Ante la fiesta de la Divina Misericordia y la Beatificación de Juan Pablo II
“Dios, en su gran misericordia, nos ha hecho nacer de nuevo”: Ojala que, como al incrédulo Tomás Cristo nos haya hecho, en esta Pascua, renacer de la increencia, de la flojera, de la duda, y del descuido en la fe y se haya incrementado nuestro amor. Porque ¿quién puede no amar a quien se entrega hasta dejarse traspasar por clavos y lanza en un suplicio como el de la cruz?

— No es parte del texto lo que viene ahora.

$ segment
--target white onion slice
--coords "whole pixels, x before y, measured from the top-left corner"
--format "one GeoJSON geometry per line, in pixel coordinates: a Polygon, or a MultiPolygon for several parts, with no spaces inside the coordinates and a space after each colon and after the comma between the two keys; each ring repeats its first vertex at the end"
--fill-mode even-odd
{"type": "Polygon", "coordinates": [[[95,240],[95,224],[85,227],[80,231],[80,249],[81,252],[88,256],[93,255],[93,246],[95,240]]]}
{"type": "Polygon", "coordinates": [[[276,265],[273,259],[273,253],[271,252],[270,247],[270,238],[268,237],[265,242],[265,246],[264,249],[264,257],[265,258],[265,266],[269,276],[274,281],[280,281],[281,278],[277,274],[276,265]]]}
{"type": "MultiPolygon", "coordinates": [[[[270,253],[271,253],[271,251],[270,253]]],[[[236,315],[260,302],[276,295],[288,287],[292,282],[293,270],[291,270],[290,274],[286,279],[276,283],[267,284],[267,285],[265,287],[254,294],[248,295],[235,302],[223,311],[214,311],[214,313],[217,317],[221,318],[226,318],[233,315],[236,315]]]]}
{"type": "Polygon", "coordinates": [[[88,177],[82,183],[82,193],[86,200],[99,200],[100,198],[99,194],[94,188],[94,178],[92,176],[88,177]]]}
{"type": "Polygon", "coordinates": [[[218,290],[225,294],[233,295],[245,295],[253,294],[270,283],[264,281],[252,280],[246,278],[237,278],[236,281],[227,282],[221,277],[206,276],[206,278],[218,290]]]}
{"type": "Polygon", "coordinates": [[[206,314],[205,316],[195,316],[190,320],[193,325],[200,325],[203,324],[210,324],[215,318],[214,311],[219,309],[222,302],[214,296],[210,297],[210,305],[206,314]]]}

A vivir amando y perdonando, como Cristo, nos enseñó también el nuevo Beato Juan Pablo II: imposible olvidar y no conmoverse ante esa conocida fotografía en la que se ve al Papa, en una estrecha celda carcelaria, junto al que quiso matarle. Se ha sabido que su frustrado asesino nunca le pedió perdón. Pero, precisamente ahí se muestra clara la diferencia entre el santo y el criminal: el santo ofrece el perdón, aunque el criminal siga odiando. El santo mejora el mundo, mientras que el criminal lo destruye y deteriora.
“Trae tu mano y métela en mi costado”: Como Tomás también nosotros, al comulgar, podemos tocar y hasta meternos en las llagas del resucitado y experimentar su amor y su misericordia sin medida. Y nos parecerá muy creíble la revelación que recibió Santa Faustina, origen de esta fiesta. La santa, escribe en su Diario, que escuchó en su interior cómo Cristo le decía: “Deseo que la Fiesta de la Misericordia sea refugio y amparo para todas las almas y, especialmente, para los pobres pecadores. Ese día están abiertas las entrañas de mi Misericordia. Derramo todo un mar de gracias sobre las almas que se acercan al manantial de mi Misericordia”.
Nos encomendamos, ante su beatificación, al queridísimo y recordado Juan Pablo II y le agradecemos haber instaurado en la Iglesia esta fiesta tan necesaria para nuestro mundo que tanto requiere del perdón y de la Misericordia.